I had the pleasure of speaking with Kjael Skaalerud, seasoned sales executive, investor, and President of Skaling Ventures. He has found success in acquiring and growing micro SaaS companies.
Kjael's contrarian approach focuses on small, profitable, and enduring businesses rather than chasing larger, venture-backed companies that often prioritize growth over profitability.
Kjael shares his insights on why micro SaaS companies can be just as safe and stable as their larger counterparts, despite conventional wisdom suggesting otherwise. With lower valuations and less competition from institutional players, these businesses present a unique opportunity for investors like Kjael.

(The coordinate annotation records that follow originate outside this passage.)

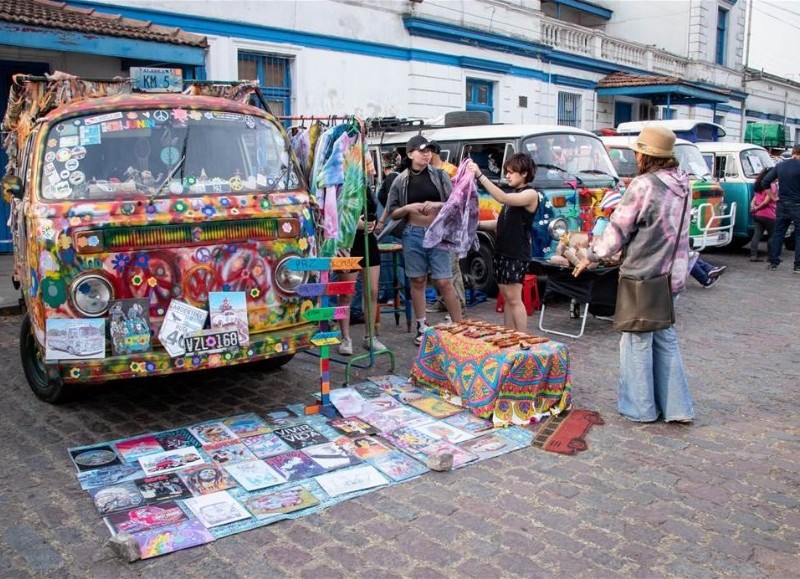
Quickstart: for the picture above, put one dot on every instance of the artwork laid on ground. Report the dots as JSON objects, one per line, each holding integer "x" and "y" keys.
{"x": 194, "y": 484}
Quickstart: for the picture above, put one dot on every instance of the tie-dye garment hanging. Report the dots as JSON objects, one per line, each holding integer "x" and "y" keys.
{"x": 340, "y": 169}
{"x": 456, "y": 226}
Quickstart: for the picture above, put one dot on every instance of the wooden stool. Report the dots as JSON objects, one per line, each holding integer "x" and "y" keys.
{"x": 530, "y": 295}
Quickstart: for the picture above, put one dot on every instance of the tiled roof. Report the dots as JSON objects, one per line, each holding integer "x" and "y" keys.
{"x": 621, "y": 79}
{"x": 50, "y": 14}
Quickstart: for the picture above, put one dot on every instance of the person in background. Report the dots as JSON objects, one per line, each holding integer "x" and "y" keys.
{"x": 513, "y": 228}
{"x": 458, "y": 277}
{"x": 763, "y": 209}
{"x": 415, "y": 198}
{"x": 646, "y": 225}
{"x": 390, "y": 173}
{"x": 787, "y": 210}
{"x": 439, "y": 163}
{"x": 364, "y": 235}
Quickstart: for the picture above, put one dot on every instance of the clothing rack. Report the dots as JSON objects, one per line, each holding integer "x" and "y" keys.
{"x": 331, "y": 120}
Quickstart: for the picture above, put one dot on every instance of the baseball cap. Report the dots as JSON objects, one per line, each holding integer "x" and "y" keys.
{"x": 417, "y": 143}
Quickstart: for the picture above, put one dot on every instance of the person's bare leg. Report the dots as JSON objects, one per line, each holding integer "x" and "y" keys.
{"x": 418, "y": 296}
{"x": 445, "y": 287}
{"x": 374, "y": 280}
{"x": 514, "y": 315}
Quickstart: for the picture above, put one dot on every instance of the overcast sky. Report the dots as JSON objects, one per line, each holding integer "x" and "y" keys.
{"x": 775, "y": 37}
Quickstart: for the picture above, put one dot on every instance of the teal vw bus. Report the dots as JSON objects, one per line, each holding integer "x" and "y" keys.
{"x": 574, "y": 171}
{"x": 712, "y": 219}
{"x": 736, "y": 166}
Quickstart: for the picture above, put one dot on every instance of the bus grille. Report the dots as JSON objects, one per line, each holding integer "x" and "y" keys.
{"x": 151, "y": 237}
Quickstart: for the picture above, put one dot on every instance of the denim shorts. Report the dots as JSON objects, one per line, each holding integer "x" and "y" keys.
{"x": 421, "y": 261}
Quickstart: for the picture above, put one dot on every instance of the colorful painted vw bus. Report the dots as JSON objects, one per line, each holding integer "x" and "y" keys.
{"x": 712, "y": 220}
{"x": 736, "y": 166}
{"x": 573, "y": 172}
{"x": 162, "y": 198}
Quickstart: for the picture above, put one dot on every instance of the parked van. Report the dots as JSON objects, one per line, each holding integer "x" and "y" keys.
{"x": 736, "y": 166}
{"x": 163, "y": 197}
{"x": 573, "y": 173}
{"x": 687, "y": 129}
{"x": 712, "y": 220}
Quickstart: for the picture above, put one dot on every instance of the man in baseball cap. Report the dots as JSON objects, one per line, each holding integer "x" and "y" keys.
{"x": 417, "y": 143}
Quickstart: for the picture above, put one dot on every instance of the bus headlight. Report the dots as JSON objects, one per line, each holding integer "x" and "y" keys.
{"x": 557, "y": 227}
{"x": 91, "y": 294}
{"x": 287, "y": 280}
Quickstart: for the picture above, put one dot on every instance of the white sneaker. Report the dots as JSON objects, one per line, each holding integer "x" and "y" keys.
{"x": 377, "y": 345}
{"x": 421, "y": 329}
{"x": 346, "y": 347}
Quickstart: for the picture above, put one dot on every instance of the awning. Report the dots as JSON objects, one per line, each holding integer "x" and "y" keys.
{"x": 660, "y": 90}
{"x": 56, "y": 26}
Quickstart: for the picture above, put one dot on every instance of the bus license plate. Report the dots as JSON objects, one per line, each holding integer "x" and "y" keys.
{"x": 211, "y": 341}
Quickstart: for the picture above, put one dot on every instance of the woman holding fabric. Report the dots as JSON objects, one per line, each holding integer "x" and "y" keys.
{"x": 415, "y": 198}
{"x": 651, "y": 226}
{"x": 513, "y": 248}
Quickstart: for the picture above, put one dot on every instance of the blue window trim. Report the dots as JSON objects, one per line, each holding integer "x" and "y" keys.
{"x": 452, "y": 34}
{"x": 561, "y": 115}
{"x": 281, "y": 93}
{"x": 472, "y": 103}
{"x": 722, "y": 32}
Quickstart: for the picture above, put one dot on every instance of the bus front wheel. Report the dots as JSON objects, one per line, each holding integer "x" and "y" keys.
{"x": 480, "y": 268}
{"x": 45, "y": 388}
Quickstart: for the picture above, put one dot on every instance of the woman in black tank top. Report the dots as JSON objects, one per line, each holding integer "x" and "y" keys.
{"x": 513, "y": 231}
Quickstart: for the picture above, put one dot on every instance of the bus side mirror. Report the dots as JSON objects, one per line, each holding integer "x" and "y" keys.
{"x": 12, "y": 187}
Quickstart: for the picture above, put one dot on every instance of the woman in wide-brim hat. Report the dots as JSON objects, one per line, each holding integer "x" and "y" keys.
{"x": 646, "y": 226}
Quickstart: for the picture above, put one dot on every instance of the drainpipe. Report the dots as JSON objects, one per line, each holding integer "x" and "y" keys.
{"x": 785, "y": 111}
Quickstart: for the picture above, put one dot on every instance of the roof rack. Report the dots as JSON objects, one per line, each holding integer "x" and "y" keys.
{"x": 393, "y": 125}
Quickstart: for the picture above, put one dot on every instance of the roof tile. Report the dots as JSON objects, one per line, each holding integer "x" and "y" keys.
{"x": 59, "y": 15}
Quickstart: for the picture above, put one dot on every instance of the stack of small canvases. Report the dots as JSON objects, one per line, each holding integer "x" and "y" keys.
{"x": 191, "y": 485}
{"x": 128, "y": 320}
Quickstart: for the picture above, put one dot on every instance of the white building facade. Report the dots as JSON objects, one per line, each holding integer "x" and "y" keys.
{"x": 522, "y": 61}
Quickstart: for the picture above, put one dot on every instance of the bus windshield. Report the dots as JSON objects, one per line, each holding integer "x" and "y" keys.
{"x": 691, "y": 161}
{"x": 164, "y": 152}
{"x": 753, "y": 161}
{"x": 566, "y": 156}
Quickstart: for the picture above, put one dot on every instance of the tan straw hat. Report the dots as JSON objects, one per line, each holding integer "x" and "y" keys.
{"x": 655, "y": 141}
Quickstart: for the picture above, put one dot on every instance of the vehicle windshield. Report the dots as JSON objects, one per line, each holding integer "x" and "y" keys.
{"x": 624, "y": 161}
{"x": 754, "y": 160}
{"x": 691, "y": 160}
{"x": 165, "y": 152}
{"x": 562, "y": 157}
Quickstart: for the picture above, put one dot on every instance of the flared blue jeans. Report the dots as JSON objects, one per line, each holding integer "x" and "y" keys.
{"x": 652, "y": 379}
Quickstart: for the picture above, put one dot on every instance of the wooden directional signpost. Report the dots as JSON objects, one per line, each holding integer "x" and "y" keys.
{"x": 324, "y": 314}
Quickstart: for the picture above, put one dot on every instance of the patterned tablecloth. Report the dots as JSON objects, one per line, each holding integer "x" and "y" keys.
{"x": 509, "y": 385}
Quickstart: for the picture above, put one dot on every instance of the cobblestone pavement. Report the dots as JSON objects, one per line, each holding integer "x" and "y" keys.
{"x": 719, "y": 497}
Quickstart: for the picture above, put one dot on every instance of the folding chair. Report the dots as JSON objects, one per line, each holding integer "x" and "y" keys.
{"x": 595, "y": 287}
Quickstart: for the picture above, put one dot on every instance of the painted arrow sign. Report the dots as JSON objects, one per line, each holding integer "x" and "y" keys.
{"x": 326, "y": 338}
{"x": 332, "y": 288}
{"x": 323, "y": 263}
{"x": 327, "y": 314}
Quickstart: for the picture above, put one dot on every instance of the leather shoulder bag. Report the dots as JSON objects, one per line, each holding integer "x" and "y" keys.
{"x": 645, "y": 305}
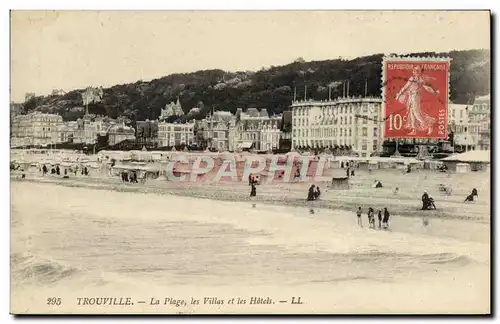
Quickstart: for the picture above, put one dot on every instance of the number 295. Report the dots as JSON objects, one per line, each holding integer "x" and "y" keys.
{"x": 54, "y": 301}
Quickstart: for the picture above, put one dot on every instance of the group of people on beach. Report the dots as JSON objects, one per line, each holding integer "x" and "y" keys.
{"x": 57, "y": 171}
{"x": 383, "y": 220}
{"x": 349, "y": 165}
{"x": 314, "y": 193}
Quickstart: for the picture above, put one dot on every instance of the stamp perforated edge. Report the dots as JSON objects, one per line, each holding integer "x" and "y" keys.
{"x": 395, "y": 58}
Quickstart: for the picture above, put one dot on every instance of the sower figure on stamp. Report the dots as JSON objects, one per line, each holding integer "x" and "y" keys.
{"x": 410, "y": 96}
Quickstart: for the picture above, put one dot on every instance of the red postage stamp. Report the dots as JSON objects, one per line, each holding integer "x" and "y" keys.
{"x": 415, "y": 93}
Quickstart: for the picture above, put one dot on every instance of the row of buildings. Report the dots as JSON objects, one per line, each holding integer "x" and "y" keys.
{"x": 350, "y": 123}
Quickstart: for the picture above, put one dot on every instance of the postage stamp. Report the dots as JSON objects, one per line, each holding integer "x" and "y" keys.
{"x": 415, "y": 97}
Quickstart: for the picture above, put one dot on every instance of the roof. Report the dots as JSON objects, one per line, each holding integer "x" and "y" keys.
{"x": 471, "y": 156}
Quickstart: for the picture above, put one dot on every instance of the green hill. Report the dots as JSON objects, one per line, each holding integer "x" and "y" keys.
{"x": 272, "y": 88}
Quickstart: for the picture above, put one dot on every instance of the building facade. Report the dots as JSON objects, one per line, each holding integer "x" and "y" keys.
{"x": 37, "y": 129}
{"x": 471, "y": 124}
{"x": 118, "y": 133}
{"x": 216, "y": 129}
{"x": 343, "y": 122}
{"x": 173, "y": 134}
{"x": 480, "y": 115}
{"x": 67, "y": 131}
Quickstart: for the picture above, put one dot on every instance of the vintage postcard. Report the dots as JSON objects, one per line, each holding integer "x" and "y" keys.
{"x": 250, "y": 162}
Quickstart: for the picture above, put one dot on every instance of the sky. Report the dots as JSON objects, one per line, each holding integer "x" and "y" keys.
{"x": 74, "y": 49}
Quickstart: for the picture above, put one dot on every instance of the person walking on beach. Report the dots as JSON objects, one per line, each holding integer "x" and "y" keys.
{"x": 358, "y": 214}
{"x": 317, "y": 193}
{"x": 379, "y": 218}
{"x": 385, "y": 222}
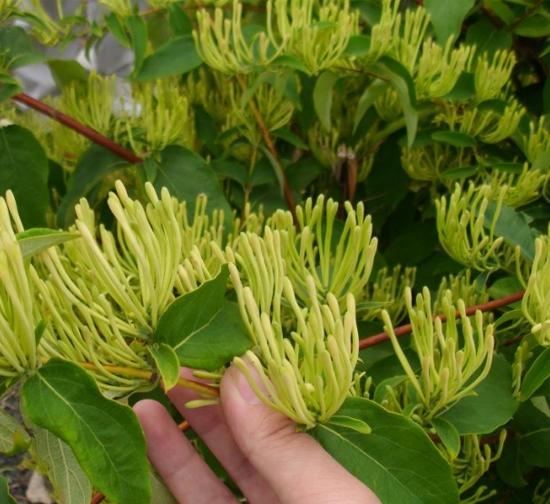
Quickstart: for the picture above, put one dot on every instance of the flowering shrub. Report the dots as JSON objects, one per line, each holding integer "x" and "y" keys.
{"x": 279, "y": 185}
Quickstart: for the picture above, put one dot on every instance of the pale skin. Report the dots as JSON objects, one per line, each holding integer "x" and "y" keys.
{"x": 261, "y": 449}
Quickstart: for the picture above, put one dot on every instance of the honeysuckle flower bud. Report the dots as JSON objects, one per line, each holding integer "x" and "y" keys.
{"x": 473, "y": 462}
{"x": 382, "y": 33}
{"x": 340, "y": 262}
{"x": 463, "y": 232}
{"x": 518, "y": 188}
{"x": 308, "y": 375}
{"x": 409, "y": 36}
{"x": 18, "y": 315}
{"x": 493, "y": 74}
{"x": 453, "y": 362}
{"x": 316, "y": 33}
{"x": 388, "y": 288}
{"x": 439, "y": 68}
{"x": 92, "y": 102}
{"x": 536, "y": 144}
{"x": 536, "y": 302}
{"x": 157, "y": 115}
{"x": 461, "y": 286}
{"x": 223, "y": 46}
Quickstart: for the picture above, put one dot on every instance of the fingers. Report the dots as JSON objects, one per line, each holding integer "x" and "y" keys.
{"x": 293, "y": 463}
{"x": 187, "y": 476}
{"x": 209, "y": 423}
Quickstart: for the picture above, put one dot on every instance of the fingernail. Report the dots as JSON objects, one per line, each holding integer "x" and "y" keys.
{"x": 248, "y": 395}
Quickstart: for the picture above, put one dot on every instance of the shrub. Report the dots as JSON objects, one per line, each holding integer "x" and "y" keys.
{"x": 309, "y": 174}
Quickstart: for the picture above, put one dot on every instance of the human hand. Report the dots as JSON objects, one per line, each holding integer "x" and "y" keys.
{"x": 260, "y": 449}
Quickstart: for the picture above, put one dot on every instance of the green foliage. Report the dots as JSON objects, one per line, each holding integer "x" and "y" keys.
{"x": 415, "y": 142}
{"x": 63, "y": 399}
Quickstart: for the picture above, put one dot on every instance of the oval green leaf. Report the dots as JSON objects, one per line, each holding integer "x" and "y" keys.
{"x": 105, "y": 436}
{"x": 397, "y": 461}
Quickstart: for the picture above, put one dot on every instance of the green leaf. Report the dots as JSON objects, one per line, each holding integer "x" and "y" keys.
{"x": 23, "y": 160}
{"x": 57, "y": 461}
{"x": 105, "y": 436}
{"x": 161, "y": 494}
{"x": 355, "y": 424}
{"x": 17, "y": 47}
{"x": 454, "y": 138}
{"x": 186, "y": 175}
{"x": 536, "y": 375}
{"x": 448, "y": 434}
{"x": 369, "y": 96}
{"x": 322, "y": 97}
{"x": 5, "y": 495}
{"x": 167, "y": 364}
{"x": 35, "y": 240}
{"x": 13, "y": 436}
{"x": 176, "y": 57}
{"x": 403, "y": 83}
{"x": 513, "y": 226}
{"x": 91, "y": 170}
{"x": 204, "y": 329}
{"x": 491, "y": 407}
{"x": 536, "y": 25}
{"x": 179, "y": 20}
{"x": 287, "y": 135}
{"x": 447, "y": 17}
{"x": 397, "y": 461}
{"x": 358, "y": 46}
{"x": 138, "y": 35}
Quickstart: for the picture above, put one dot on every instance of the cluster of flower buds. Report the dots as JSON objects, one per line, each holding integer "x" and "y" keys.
{"x": 305, "y": 350}
{"x": 338, "y": 258}
{"x": 122, "y": 8}
{"x": 19, "y": 321}
{"x": 315, "y": 32}
{"x": 536, "y": 302}
{"x": 492, "y": 74}
{"x": 464, "y": 233}
{"x": 454, "y": 356}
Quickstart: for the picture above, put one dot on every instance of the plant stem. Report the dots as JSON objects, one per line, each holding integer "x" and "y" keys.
{"x": 376, "y": 339}
{"x": 89, "y": 133}
{"x": 148, "y": 375}
{"x": 287, "y": 191}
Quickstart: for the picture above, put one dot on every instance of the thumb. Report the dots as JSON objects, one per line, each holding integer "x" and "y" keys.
{"x": 297, "y": 468}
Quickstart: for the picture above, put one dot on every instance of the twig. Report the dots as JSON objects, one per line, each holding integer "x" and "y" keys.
{"x": 89, "y": 133}
{"x": 148, "y": 375}
{"x": 287, "y": 191}
{"x": 376, "y": 339}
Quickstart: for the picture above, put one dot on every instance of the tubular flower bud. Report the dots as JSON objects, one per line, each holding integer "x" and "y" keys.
{"x": 536, "y": 302}
{"x": 492, "y": 74}
{"x": 455, "y": 356}
{"x": 316, "y": 33}
{"x": 464, "y": 233}
{"x": 103, "y": 294}
{"x": 386, "y": 290}
{"x": 304, "y": 362}
{"x": 18, "y": 315}
{"x": 223, "y": 46}
{"x": 338, "y": 262}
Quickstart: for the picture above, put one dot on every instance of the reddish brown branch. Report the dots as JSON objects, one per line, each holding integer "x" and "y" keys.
{"x": 376, "y": 339}
{"x": 72, "y": 123}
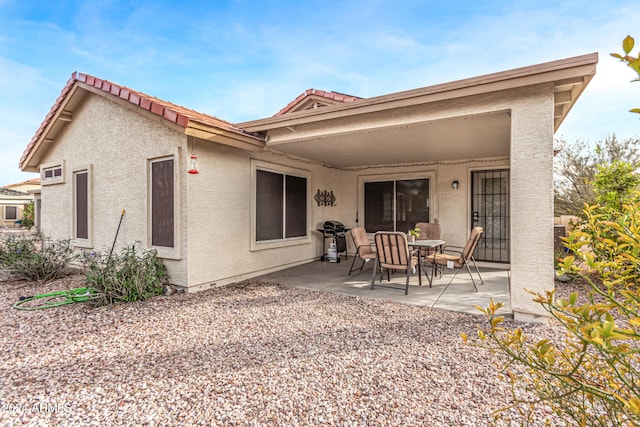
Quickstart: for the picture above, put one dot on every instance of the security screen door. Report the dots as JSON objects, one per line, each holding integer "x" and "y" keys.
{"x": 490, "y": 210}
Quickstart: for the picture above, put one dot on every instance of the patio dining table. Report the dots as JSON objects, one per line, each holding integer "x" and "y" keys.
{"x": 426, "y": 244}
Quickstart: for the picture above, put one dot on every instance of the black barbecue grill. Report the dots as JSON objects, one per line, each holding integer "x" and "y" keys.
{"x": 335, "y": 231}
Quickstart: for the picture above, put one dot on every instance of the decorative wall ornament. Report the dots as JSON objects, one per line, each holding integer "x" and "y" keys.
{"x": 325, "y": 198}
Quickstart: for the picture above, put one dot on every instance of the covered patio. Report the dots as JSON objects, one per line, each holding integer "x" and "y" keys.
{"x": 460, "y": 296}
{"x": 478, "y": 151}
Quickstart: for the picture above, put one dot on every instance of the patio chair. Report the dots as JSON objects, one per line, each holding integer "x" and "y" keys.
{"x": 364, "y": 250}
{"x": 457, "y": 258}
{"x": 428, "y": 231}
{"x": 392, "y": 253}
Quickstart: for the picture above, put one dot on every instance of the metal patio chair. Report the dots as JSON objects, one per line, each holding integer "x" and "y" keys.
{"x": 364, "y": 250}
{"x": 456, "y": 257}
{"x": 392, "y": 253}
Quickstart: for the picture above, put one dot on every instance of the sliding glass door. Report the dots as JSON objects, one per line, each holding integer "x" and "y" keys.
{"x": 395, "y": 205}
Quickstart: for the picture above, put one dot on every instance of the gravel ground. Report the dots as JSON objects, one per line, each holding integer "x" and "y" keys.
{"x": 246, "y": 354}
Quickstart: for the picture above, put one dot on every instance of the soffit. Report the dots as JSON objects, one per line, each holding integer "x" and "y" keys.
{"x": 385, "y": 130}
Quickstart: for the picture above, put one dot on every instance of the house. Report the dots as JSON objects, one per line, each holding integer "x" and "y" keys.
{"x": 472, "y": 152}
{"x": 13, "y": 199}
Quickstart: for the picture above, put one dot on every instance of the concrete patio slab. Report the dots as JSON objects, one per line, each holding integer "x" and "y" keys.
{"x": 460, "y": 296}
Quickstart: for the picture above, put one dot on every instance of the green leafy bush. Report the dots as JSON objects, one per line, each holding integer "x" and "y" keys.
{"x": 592, "y": 376}
{"x": 125, "y": 277}
{"x": 23, "y": 259}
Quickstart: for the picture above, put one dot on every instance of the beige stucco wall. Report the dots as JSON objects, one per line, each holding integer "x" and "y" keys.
{"x": 531, "y": 201}
{"x": 115, "y": 140}
{"x": 115, "y": 143}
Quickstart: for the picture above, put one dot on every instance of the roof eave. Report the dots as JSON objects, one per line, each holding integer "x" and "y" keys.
{"x": 559, "y": 70}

We dive into his first acquisition, a vertical niche SaaS for photographers and creative professionals that had been profitable for years and boasted impressive retention rates - a clear indication of the product's usefulness and the founder's deep understanding of their target market.
Kjael also discusses the role of SaaS marketplaces like Acquire.com in providing visibility into the micro SaaS landscape and enabling faster due diligence through direct APIs into systems of record. This transparency has been a game-changer for investors looking to identify and acquire promising micro SaaS businesses.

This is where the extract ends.